Il coraggio di essere voce della Parola – Sabato dell’ottava di Pasqua
Dagli Atti degli Apostoli (At 4,13-21)
In quei giorni, i capi, gli anziani e gli scribi, vedendo la franchezza di Pietro e di Giovanni e rendendosi conto che erano persone semplici e senza istruzione, rimanevano stupiti e li riconoscevano come quelli che erano stati con Gesù. Vedendo poi in piedi, vicino a loro, l’uomo che era stato guarito, non sapevano che cosa replicare.
Li fecero uscire dal sinedrio e si misero a consultarsi fra loro dicendo: «Che cosa dobbiamo fare a questi uomini? Un segno evidente è avvenuto per opera loro; esso è diventato talmente noto a tutti gli abitanti di Gerusalemme che non possiamo negarlo. Ma perché non si divulghi maggiormente tra il popolo, proibiamo loro con minacce di parlare ancora ad alcuno in quel nome».
Li richiamarono e ordinarono loro di non parlare in alcun modo né di insegnare nel nome di Gesù. Ma Pietro e Giovanni replicarono: «Se sia giusto dinanzi a Dio obbedire a voi invece che a Dio, giudicatelo voi. Noi non possiamo tacere quello che abbiamo visto e ascoltato».
Quelli allora, dopo averli ulteriormente minacciati, non trovando in che modo poterli punire, li lasciarono andare a causa del popolo, perché tutti glorificavano Dio per l’accaduto.
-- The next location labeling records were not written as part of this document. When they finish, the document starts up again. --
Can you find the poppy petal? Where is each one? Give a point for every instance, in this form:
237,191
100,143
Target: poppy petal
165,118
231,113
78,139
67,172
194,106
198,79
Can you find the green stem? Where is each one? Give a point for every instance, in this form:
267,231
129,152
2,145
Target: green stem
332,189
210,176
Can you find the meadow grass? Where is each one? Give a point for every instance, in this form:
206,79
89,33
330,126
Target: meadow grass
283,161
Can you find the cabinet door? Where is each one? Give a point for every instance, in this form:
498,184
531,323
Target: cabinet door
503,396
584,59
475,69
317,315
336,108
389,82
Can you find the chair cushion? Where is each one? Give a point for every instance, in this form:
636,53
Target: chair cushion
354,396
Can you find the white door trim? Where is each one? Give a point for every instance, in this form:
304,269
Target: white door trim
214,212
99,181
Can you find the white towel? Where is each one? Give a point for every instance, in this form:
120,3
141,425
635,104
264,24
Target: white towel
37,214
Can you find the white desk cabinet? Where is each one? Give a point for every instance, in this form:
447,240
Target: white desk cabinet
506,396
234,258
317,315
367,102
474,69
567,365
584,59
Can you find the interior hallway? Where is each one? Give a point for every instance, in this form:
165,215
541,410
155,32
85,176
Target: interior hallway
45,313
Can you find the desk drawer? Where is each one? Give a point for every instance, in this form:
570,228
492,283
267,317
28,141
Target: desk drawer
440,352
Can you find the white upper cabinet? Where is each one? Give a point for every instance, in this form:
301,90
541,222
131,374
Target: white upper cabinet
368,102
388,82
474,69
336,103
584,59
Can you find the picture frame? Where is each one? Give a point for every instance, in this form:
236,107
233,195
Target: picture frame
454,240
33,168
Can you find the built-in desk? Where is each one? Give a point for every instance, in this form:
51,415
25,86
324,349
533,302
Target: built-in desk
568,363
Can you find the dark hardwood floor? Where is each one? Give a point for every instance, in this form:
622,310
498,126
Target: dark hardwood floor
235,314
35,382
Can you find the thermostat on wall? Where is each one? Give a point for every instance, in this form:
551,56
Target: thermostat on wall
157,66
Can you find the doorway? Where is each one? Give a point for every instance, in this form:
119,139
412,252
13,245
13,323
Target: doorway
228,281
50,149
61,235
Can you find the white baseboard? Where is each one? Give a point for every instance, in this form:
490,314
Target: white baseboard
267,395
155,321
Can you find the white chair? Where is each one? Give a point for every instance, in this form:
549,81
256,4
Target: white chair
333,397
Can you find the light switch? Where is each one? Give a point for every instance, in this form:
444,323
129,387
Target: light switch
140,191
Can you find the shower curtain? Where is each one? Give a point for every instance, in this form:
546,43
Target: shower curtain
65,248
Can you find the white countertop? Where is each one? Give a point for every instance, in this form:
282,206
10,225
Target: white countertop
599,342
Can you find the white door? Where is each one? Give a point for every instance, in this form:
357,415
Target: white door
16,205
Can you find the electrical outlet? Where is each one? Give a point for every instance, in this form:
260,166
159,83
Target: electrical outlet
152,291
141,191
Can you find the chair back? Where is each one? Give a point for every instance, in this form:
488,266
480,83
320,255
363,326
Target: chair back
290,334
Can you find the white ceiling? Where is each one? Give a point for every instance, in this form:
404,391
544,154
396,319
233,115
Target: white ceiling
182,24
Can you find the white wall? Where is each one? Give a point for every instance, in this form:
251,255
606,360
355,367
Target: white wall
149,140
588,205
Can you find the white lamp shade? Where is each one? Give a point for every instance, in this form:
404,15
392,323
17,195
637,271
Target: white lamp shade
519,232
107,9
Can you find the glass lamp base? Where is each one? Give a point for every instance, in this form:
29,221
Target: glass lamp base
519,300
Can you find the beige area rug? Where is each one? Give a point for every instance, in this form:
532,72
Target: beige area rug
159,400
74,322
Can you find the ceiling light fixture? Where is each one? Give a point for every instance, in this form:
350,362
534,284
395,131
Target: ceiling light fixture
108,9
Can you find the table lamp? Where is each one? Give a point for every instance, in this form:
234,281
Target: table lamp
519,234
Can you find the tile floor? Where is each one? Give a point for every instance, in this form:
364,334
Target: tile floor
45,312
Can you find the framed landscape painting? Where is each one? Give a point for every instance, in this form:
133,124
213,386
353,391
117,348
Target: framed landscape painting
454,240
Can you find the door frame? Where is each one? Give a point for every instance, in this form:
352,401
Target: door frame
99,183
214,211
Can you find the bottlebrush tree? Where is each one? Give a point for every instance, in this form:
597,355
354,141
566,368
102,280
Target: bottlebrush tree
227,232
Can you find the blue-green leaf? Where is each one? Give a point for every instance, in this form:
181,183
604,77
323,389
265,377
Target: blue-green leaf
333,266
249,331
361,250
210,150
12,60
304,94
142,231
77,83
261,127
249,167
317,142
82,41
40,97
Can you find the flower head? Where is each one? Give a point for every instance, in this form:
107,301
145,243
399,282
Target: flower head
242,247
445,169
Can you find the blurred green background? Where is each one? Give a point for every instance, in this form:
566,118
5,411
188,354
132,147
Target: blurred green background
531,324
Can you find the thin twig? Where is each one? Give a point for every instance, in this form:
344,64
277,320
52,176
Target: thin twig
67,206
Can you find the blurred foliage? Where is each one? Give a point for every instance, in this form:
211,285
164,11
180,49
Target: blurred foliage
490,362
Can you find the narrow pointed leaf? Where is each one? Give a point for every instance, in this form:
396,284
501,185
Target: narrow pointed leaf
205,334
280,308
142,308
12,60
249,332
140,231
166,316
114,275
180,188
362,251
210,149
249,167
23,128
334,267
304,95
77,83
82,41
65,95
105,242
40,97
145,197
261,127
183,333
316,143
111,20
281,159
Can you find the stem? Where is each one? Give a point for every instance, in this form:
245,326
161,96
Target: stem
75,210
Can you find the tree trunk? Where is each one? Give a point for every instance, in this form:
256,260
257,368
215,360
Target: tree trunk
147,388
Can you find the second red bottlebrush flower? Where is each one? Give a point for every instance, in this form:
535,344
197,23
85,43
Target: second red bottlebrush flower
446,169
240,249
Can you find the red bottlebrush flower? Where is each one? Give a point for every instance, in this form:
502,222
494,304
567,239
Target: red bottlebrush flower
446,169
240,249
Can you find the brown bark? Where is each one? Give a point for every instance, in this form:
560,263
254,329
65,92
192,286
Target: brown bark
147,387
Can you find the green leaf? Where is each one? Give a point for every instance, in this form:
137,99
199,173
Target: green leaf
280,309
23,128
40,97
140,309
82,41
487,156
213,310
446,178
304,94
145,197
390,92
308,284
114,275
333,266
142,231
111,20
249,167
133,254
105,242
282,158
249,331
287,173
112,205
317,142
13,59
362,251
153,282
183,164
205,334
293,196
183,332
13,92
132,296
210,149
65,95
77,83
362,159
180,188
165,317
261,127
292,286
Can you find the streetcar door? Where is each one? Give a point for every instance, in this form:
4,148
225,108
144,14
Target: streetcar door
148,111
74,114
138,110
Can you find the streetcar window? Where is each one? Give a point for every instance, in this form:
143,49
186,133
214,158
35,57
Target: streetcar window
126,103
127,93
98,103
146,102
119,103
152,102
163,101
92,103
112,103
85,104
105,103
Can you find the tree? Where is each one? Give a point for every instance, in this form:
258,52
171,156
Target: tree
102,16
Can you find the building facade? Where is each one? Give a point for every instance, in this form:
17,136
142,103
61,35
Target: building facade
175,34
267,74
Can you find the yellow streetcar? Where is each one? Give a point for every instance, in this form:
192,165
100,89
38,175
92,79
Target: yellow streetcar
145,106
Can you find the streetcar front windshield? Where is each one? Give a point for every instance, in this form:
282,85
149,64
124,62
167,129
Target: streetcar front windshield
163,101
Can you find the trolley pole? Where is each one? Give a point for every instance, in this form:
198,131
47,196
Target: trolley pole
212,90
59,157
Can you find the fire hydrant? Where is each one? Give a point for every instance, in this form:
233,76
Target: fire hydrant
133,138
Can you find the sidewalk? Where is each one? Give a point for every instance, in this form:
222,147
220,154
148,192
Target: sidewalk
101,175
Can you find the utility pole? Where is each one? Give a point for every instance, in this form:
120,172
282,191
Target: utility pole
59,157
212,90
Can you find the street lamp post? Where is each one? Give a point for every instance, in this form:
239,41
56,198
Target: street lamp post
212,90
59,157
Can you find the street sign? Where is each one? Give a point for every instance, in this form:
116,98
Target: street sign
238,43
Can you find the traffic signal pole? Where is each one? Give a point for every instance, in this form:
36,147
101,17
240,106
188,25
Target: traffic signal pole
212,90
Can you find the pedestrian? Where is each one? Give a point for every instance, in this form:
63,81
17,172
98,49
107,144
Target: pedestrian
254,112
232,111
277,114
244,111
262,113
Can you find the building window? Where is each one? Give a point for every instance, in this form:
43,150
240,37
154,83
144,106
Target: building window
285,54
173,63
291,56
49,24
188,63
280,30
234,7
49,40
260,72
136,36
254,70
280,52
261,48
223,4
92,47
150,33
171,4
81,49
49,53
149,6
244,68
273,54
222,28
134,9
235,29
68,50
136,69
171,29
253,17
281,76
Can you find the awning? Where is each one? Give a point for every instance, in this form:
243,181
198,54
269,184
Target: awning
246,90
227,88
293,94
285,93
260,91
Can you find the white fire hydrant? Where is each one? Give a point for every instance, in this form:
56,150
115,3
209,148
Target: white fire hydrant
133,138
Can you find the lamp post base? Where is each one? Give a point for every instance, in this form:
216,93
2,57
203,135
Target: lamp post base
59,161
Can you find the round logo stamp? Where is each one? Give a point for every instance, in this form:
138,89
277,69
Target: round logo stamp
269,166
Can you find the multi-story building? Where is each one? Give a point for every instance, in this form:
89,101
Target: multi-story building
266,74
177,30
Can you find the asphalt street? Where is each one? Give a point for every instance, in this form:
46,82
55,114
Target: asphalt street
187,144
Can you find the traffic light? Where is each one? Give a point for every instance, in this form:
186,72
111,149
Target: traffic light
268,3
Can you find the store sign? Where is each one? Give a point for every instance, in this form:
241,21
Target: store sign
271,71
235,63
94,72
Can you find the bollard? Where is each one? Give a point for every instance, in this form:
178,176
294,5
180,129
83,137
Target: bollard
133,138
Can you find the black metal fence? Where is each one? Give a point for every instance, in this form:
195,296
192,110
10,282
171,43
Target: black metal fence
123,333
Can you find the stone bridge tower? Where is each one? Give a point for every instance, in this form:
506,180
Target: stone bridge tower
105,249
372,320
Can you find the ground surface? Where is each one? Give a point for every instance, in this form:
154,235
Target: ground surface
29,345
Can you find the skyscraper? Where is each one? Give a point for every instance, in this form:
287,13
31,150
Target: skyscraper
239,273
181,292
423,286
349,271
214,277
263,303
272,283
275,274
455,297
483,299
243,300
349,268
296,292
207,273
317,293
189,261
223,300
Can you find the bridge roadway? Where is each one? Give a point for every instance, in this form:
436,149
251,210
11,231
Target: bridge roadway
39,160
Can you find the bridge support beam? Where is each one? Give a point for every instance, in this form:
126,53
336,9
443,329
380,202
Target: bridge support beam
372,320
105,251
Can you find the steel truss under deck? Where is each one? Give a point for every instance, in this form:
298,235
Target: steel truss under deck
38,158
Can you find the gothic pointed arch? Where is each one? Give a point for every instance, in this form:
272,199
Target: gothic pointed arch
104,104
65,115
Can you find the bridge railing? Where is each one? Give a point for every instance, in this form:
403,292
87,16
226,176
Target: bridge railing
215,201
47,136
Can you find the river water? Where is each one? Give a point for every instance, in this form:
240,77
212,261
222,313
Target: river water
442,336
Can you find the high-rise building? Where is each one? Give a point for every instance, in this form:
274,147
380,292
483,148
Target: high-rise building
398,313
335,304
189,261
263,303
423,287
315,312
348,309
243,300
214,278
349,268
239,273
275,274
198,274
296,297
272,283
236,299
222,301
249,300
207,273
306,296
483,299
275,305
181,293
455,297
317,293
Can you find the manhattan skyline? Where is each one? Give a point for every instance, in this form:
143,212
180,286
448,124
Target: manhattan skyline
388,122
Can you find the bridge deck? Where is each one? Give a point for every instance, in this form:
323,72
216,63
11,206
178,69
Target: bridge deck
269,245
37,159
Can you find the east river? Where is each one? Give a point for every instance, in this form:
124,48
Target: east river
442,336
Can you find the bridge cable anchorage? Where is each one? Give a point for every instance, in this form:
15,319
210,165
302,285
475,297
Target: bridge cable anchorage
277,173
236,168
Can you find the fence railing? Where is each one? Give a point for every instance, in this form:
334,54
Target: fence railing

I membri del sinedrio che stanno processando gli apostoli Pietro e Giovanni rimangono stupiti del modo con il quale essi non si lasciano intimidire dall’autorità, ma testimoniano la loro fede con coraggio e coerenza. Si rendono conto della portata dell’evento e del fatto che non si tratta di una dottrina imparata a memoria. Ma refrattari, come sono, ad ogni cambiamento, vorrebbero insabbiare tutto intimando il silenzio. Questo è il tipico atteggiamento di chi non accetta ciò che mette in discussione le proprie convinzioni di comodo per giustificare e mantenere una posizione di dominio. Tuttavia Pietro con forza afferma l’impossibilità di tacere la verità perché essa si impone da sé nella sua evidenza e trova sempre la sua strada. Il silenzio è la strategia di chi ha paura di perdere ciò che crede di possedere perché meritato, l’annuncio è invece la risposta al dono che Dio fa e che va condiviso perché sia efficace nel suo potere sanante. Ricevuto il dono della fede non lo si può nascondere, non si può tacere per opportunità, ma bisogna condividerlo nell’annuncio. Chiamati a rendere ragione della speranza che è in noi, non possiamo tacere o essere compiacenti, cioè dire o fare ciò che gli altri si aspettano; è necessario rispondere all’appello di Dio che chiede di essere profeta, voce della sua Parola, perché giunga ai cuori di ognuno. Non dobbiamo aver paura della nostra “impreparazione” perché come Pietro e Giovanni, lo Spirito Santo rende uomini semplici e insufficienti, apostoli e testimoni del Crocifisso Risorto.
Vi auguro una serena giornata e vi benedico di cuore!